I promise you can't outrun my obese roommate's diet, which I've started to occasionally observe as the fast food trash clogs up my kitchen trashcan. Some bangers from the last week: Thursday's lunch was a 20 piece McNuggets, three double cheeseburgers, and two medium fries from McDonald's (about 2800 calories). He came home from the bar with a Taco Bell bag later that night. Saturday night's dinner was eight 3 cheese chicken flatbread melts from Taco Bell along with a 7.75 oz bag of potato chips (about 3900 calories in total).
That is, um, more than I expected. I'm personally closer to OP, and thought my 2500-3000 calories was a lot, although admittedly I try to make it pretty healthy within that allotment. There have been times in my life where absurd volumes of low-intensity exercise (think through-hiking) have actually made it difficult to physically eat enough in a day to keep up, some of that is having to carry the food and not sitting down often to eat it. I hear the polar explorers of a century ago (and perhaps still today) were eating butter by the stick just to cram in enough calories.
That said, I think OP should worry about getting a sufficiently well-balanced diet: macros are important even for endurance athletes (who frequently need more carbs than weightlifters), and I've heard enough anecdotes about various micronutrient deficiencies that I try to balance things out a bit. But while running, especially longer races? Even the professionals there are consuming lots of sugar to maximize performance. I do recall an anecdote from a professional triathlete trying to explain to his dentist that he deliberately consumes about a gallon of sugary sports drink daily, because that can still cause issues for teeth.

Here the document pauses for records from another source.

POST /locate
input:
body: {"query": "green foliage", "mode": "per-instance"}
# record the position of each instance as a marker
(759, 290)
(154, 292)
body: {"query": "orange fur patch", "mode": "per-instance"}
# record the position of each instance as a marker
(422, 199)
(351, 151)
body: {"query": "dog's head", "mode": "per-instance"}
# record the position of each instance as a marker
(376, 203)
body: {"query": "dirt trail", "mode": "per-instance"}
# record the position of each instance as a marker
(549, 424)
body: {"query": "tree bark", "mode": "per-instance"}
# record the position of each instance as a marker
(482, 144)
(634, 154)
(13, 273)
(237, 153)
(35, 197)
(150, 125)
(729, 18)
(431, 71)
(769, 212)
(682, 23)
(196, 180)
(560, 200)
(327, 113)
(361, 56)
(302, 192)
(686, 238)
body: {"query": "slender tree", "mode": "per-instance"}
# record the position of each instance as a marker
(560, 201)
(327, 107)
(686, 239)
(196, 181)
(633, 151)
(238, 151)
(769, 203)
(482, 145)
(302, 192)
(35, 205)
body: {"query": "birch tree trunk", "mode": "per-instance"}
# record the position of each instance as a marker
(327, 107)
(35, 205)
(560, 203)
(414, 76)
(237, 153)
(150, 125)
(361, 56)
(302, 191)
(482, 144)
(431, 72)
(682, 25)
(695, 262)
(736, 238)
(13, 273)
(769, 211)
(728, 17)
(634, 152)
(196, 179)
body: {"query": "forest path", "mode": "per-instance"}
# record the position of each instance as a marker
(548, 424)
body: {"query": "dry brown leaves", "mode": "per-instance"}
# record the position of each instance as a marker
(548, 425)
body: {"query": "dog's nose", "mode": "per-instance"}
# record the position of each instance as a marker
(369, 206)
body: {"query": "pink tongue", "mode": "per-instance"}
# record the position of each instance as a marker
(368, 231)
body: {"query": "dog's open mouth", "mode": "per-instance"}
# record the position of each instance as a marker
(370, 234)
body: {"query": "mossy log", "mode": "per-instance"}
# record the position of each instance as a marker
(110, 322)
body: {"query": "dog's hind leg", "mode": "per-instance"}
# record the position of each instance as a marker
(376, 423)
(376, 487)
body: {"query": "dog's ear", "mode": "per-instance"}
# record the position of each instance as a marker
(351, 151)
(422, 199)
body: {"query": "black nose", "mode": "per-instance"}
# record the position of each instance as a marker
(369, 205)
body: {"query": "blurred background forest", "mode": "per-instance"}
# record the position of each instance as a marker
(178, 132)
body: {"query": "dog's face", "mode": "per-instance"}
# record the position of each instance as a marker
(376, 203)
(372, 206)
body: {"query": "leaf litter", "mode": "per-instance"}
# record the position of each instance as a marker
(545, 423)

I realize they're probably not unusual, but your roommate's diet as you describe it sounds terrifying.
Affirmative - during the last marathon I ran, I downed a 100-calorie gel every half hour and took Gatorade at aid stations.
More broadly, I got to thinking about the whole thing precisely because I had arrived at a pretty homeostatic position with regard to diet and 40-50 mile weeks over the course of years and was surprised when my recent increase led to inadvertent (though not entirely unwelcome) fat loss. As dopey as it sounds, a cheeseburger actually is tolerably macro-balanced. Likewise, my go-to meals of rice with meat and onions are fairly balanced. As I get into the next training cycle, I'll generally pay more attention to specifics when I have structured workouts.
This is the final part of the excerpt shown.